Demikian juga secara personalitas (kepribadian), Presiden Jokowi memiliki gaya, sifat, dan sikap kepemimpinan yang demokratis, merakyat, sederhana, komunikatif, melayani, mengabdi, berkorban, tegas, jelas, dan dengan semangat bekerja keras, berhati nurani, berpikir jernih dan obyektif sehingga Presiden Jokowi tidak dalam posisi bersifat dan bersikap otoriter dan diktator. Presiden Jokowi juga secara faktual tidak bertindak otoriter dan diktator. Kepemimpinan Presiden Jokowi sama sekali tidak otoriter dan tidak diktator. Kualitas kepemimpinan Presiden Jokowi melambangkan secara nyata dan faktual kualitas kepemimpinan yang konstitusional, merakyat, tegas, jelas, dan kuat.
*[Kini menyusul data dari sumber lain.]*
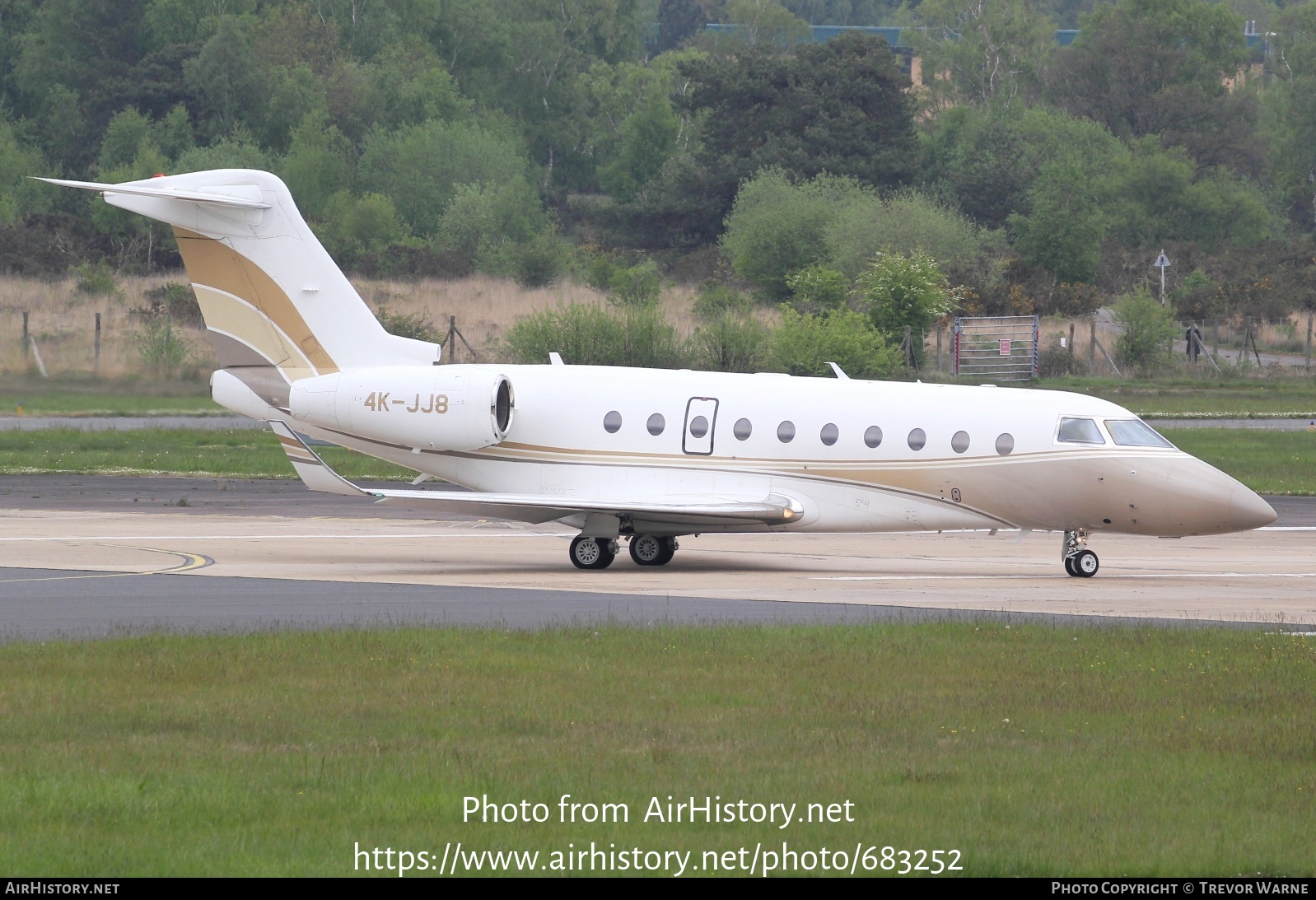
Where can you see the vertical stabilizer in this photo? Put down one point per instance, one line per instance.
(277, 308)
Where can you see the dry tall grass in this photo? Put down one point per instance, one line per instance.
(62, 321)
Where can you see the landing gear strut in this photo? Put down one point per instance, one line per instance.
(651, 550)
(592, 553)
(1080, 561)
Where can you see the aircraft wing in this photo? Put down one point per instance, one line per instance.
(533, 507)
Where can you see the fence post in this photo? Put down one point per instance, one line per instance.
(1309, 340)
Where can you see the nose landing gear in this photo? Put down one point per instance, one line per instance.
(651, 550)
(1080, 561)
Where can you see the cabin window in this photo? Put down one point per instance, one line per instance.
(1135, 433)
(1078, 431)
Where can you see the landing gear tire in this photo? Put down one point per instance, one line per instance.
(592, 553)
(1083, 563)
(651, 550)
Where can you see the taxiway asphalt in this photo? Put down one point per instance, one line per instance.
(94, 556)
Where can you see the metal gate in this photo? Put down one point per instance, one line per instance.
(996, 347)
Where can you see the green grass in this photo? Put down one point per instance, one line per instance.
(105, 398)
(237, 453)
(1267, 462)
(1034, 750)
(1227, 396)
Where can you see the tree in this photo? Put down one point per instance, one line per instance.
(778, 228)
(992, 53)
(1160, 68)
(1065, 226)
(317, 165)
(1148, 330)
(678, 20)
(422, 166)
(768, 21)
(226, 78)
(805, 343)
(840, 107)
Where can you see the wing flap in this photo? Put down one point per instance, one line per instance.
(533, 507)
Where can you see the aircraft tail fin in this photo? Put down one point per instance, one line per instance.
(277, 308)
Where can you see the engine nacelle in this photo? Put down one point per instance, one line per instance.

Dukungan terhadap kepemimpinan negara dan kepemimpinan pemerintahan (Presiden) pada dasarnya senantiasa diharapkan dalam rangka menjalankan dan memaksimalkan kebutuhan bersama yang bersifat umum , utama, penting, dan mendesak. Nilai keumuman, keutamaan, kepentingan, dan kemendesakkan dalam konteks ini berkaitan, berbasis, berorientasi, dan bermuara pada Bentuk Negara Kesatuan Republik Indonesia (NKRI), Ideologi Pancasila, Konstitusi UUD 1945, Semangat dan Suasana Bhinneka Tunggal Ika. Masyarakat dan bangsa Indonesia secara bersama dan menyeluruh, sebaiknya dan seharusnya "Bergotongroyong" mempertahankan dan menjaga NKRI, menjalankan dan merawat Pancasila, menegakkan dan mengawal UUD 1945, menumbuhkan dan memelihara Bhinneka Tunggal Ika.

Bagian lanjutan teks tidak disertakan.